Sancho Solis Raquel, Ge Ying, Walker Jeffery W
Department of Physiology, University of Wisconsin-Madison, Madison, WI, 53706, USA.
J Muscle Res Cell Motil. 2008;29(6-8):203-12. doi: 10.1007/s10974-009-9168-y. Epub 2009 Jan 23.

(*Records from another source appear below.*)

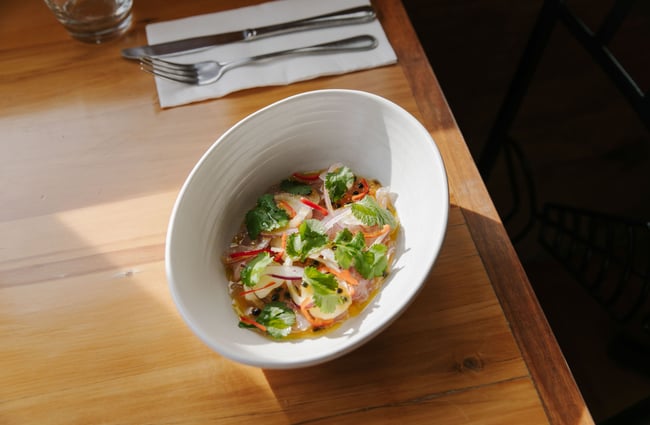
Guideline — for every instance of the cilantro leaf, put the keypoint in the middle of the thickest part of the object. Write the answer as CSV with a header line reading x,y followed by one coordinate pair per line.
x,y
338,182
310,237
348,248
265,216
324,285
373,262
278,319
371,214
297,188
351,251
253,271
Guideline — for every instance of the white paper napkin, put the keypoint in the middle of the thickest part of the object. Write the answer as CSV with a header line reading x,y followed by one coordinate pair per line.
x,y
278,72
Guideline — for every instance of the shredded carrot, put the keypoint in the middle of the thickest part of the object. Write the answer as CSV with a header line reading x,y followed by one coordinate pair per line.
x,y
250,291
285,206
304,306
364,190
342,274
314,206
377,233
250,321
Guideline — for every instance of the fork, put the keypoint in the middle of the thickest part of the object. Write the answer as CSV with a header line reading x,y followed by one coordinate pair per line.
x,y
208,72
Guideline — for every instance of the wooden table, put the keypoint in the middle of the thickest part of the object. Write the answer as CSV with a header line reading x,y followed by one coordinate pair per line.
x,y
89,169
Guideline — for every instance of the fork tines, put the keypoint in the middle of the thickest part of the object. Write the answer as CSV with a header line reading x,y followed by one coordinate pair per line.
x,y
171,71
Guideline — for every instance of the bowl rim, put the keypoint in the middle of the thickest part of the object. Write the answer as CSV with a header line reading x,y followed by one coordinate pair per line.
x,y
314,359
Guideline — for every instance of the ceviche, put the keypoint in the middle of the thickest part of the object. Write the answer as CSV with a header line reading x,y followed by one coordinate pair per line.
x,y
311,253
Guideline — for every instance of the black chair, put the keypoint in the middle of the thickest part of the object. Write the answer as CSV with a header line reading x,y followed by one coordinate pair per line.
x,y
608,255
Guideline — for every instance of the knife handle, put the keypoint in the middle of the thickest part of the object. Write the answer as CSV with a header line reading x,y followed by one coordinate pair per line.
x,y
355,15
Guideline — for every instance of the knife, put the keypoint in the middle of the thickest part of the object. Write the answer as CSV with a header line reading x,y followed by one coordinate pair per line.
x,y
355,15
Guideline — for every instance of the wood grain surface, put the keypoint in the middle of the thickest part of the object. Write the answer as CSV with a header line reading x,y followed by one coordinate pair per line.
x,y
89,169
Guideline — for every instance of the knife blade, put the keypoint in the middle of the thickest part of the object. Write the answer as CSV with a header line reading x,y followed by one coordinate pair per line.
x,y
355,15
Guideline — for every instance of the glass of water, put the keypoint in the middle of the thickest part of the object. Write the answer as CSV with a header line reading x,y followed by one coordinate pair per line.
x,y
93,21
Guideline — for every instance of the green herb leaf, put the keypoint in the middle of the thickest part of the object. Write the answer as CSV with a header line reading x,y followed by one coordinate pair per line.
x,y
371,214
338,182
294,187
310,238
373,262
349,248
266,216
350,251
325,285
254,270
278,319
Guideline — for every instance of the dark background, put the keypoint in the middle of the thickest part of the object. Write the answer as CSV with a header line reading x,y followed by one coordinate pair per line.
x,y
585,145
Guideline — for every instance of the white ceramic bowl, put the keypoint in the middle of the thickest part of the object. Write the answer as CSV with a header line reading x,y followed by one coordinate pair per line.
x,y
376,139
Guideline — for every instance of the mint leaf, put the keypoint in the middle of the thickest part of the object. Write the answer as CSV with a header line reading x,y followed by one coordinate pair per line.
x,y
373,262
254,270
368,211
310,237
297,188
348,248
324,285
278,319
266,216
338,182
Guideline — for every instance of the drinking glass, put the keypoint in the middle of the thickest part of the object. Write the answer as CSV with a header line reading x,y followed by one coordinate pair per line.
x,y
93,21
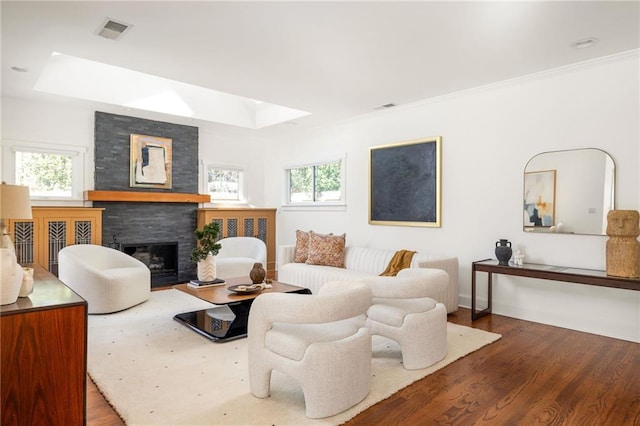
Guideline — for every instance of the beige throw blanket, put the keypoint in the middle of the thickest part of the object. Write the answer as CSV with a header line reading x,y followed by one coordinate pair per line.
x,y
400,260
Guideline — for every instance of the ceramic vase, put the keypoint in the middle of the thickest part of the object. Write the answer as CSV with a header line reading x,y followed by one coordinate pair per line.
x,y
11,279
207,268
27,282
503,252
257,273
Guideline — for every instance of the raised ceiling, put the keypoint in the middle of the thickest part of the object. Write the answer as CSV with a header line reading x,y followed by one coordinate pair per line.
x,y
334,60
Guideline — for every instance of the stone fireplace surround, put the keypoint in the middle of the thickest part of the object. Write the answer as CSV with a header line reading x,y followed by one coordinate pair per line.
x,y
147,222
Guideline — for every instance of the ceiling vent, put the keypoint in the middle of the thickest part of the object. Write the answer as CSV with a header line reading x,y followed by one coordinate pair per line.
x,y
113,30
385,106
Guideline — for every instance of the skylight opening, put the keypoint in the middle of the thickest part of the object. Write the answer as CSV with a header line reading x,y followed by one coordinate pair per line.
x,y
75,77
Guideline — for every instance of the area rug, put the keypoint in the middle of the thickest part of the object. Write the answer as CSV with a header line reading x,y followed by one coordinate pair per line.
x,y
155,371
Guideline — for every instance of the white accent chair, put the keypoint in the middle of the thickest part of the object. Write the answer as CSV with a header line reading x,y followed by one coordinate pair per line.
x,y
108,279
237,256
403,311
319,340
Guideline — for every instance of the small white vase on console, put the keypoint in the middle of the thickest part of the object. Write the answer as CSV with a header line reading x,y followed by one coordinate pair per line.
x,y
207,268
11,279
27,283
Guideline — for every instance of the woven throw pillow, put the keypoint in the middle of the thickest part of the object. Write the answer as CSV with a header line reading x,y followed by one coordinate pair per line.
x,y
326,250
302,247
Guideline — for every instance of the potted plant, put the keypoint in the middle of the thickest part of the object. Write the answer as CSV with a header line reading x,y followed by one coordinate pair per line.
x,y
204,254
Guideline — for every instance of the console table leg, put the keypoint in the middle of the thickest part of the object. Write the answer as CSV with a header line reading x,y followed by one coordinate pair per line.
x,y
478,314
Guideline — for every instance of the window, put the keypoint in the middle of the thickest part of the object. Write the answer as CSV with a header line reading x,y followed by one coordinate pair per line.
x,y
316,184
50,172
225,184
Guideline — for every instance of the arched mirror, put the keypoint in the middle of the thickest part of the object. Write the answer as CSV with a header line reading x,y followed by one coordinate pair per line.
x,y
569,191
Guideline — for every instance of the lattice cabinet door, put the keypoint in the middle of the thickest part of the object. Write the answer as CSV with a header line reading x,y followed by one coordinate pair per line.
x,y
38,241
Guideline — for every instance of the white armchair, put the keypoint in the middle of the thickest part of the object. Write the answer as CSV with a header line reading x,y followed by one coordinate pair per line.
x,y
404,310
108,279
319,340
237,256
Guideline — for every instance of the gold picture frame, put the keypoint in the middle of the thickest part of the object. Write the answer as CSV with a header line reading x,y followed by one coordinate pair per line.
x,y
405,183
151,162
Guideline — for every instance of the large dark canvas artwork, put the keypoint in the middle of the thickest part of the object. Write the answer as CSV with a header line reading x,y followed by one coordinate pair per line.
x,y
404,183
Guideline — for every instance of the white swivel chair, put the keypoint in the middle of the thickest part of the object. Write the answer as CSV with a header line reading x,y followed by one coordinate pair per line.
x,y
108,279
237,256
319,340
403,311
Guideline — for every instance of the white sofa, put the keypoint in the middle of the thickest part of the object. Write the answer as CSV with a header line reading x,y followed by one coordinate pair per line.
x,y
362,264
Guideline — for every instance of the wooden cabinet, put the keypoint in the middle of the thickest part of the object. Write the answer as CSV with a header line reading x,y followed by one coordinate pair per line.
x,y
259,223
44,356
39,240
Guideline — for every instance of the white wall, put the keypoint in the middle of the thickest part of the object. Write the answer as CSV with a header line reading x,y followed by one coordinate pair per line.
x,y
489,134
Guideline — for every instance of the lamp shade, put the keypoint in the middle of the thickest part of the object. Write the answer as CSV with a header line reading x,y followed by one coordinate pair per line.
x,y
15,202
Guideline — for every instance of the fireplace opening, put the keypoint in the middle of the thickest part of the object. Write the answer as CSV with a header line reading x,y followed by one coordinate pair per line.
x,y
160,258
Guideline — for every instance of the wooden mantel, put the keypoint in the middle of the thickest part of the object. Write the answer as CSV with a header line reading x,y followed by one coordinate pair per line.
x,y
146,197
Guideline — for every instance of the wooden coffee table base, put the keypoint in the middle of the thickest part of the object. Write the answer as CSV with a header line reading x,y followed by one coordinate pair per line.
x,y
228,319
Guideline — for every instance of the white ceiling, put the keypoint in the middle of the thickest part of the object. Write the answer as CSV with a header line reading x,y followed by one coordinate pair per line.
x,y
334,60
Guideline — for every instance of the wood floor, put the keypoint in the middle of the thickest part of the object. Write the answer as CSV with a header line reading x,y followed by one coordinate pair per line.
x,y
535,375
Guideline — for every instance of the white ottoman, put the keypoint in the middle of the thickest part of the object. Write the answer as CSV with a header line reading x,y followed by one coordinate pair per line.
x,y
418,325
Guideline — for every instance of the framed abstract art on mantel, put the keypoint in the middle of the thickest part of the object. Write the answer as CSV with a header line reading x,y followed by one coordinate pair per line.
x,y
405,183
150,164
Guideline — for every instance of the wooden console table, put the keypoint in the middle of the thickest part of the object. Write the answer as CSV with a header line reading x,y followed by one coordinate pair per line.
x,y
44,355
543,272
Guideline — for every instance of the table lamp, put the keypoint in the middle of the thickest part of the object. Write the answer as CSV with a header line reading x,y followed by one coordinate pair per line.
x,y
14,204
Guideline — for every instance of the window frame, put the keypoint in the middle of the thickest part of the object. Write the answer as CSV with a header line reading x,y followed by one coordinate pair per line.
x,y
242,185
327,205
77,154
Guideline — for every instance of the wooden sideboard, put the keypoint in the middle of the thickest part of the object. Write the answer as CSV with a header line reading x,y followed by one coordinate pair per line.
x,y
39,240
44,356
247,222
543,272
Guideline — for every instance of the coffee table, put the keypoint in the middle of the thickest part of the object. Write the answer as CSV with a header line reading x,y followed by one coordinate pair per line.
x,y
227,320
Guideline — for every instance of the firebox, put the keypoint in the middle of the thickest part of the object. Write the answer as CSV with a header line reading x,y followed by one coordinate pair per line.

Heterotrimeric cardiac troponin (cTn) is a critical component of the thin filament regulatory complex in cardiac muscle. Two of the three subunits, cTnI and cTnT, are subject to post-translational modifications such as proteolysis and phosphorylation, but linking modification patterns to function remains a major challenge. To obtain a global view of the biochemical state of cTn in native tissue, we performed high resolution top-down mass spectrometry of cTn heterotrimers from healthy adult rat hearts. cTn heterotrimers were affinity purified, desalted and then directly subjected to mass spectrometry using a 7 Tesla Thermo LTQ-FT-ICR instrument equipped with an ESI source. Molecular ions for N-terminally processed and acetylated cTnI and cTnT were readily detected as were other post-translationally modified forms of these proteins. cTnI was phosphorylated with a distribution of un-, mono- and bisphosphorylated forms of 41 +/- 3%, 46 +/- 1%, 13 +/- 3%, respectively. cTnT was predominantly monophosphorylated and partially proteolyzed at the Glu(29)-Pro(30) peptide bond. Also observed in high resolution spectra were 'shadow' peaks of similar intensity to 'parent' peaks exhibiting masses of cTnI+16 Da and cTnT+128 Da, subsequently shown by tandem mass spectrometry (MS/MS) to be single amino acid polymorphisms. Intact and protease-digested cTn subunits were fragmented by electron capture dissociation or collision activated dissociation to localize an Ala/Ser polymorphism at residue 7 of cTnI. Similar analysis of cTnT localized an additional Gln within a three residue alternative splice site beginning at residue 192. Besides being able to provide unique insights into the global state of post-translational modification of cTn subunits, high resolution top-down mass spectrometry readily revealed naturally occurring single amino acid sequence variants including a genetic polymorphism at residue 7 in cTnI, and an alternative splice isoform that affects a putative hinge region around residue 192 of cTnT, all of which co-exist within a single rat heart.
异三聚体心肌肌钙蛋白(cTn)是心肌细肌丝调节复合物的关键组成部分。三个亚基中的两个,即cTnI和cTnT,会经历蛋白水解和磷酸化等翻译后修饰,但将修饰模式与功能联系起来仍然是一项重大挑战。为了全面了解天然组织中cTn的生化状态,我们对来自健康成年大鼠心脏的cTn异三聚体进行了高分辨率的自上而下质谱分析。cTn异三聚体经过亲和纯化、脱盐,然后使用配备电喷雾电离(ESI)源的7特斯拉Thermo LTQ-FT-ICR仪器直接进行质谱分析。很容易检测到N端加工和乙酰化的cTnI和cTnT的分子离子,以及这些蛋白质的其他翻译后修饰形式。cTnI的磷酸化形式中,未磷酸化、单磷酸化和双磷酸化形式的分布分别为41±3%、46±1%、13±3%。cTnT主要为单磷酸化,并且在Glu(29)-Pro(30)肽键处部分被蛋白水解。在高分辨率光谱中还观察到与“母本”峰强度相似的“影子”峰,其质量为cTnI + 16 Da和cTnT + 128 Da,随后通过串联质谱(MS/MS)表明它们是单氨基酸多态性。完整的和经蛋白酶消化的cTn亚基通过电子捕获解离或碰撞激活解离进行片段化,以定位cTnI第7位残基处的Ala/Ser多态性。对cTnT的类似分析在从第192位残基开始的三个残基可变剪接位点内定位了一个额外的Gln。除了能够为cTn亚基的翻译后修饰全局状态提供独特见解外,高分辨率的自上而下质谱分析还很容易揭示天然存在的单氨基酸序列变体,包括cTnI第7位残基处的遗传多态性,以及一种影响cTnT第192位残基周围假定铰链区的可变剪接异构体,所有这些都共存于单个大鼠心脏中。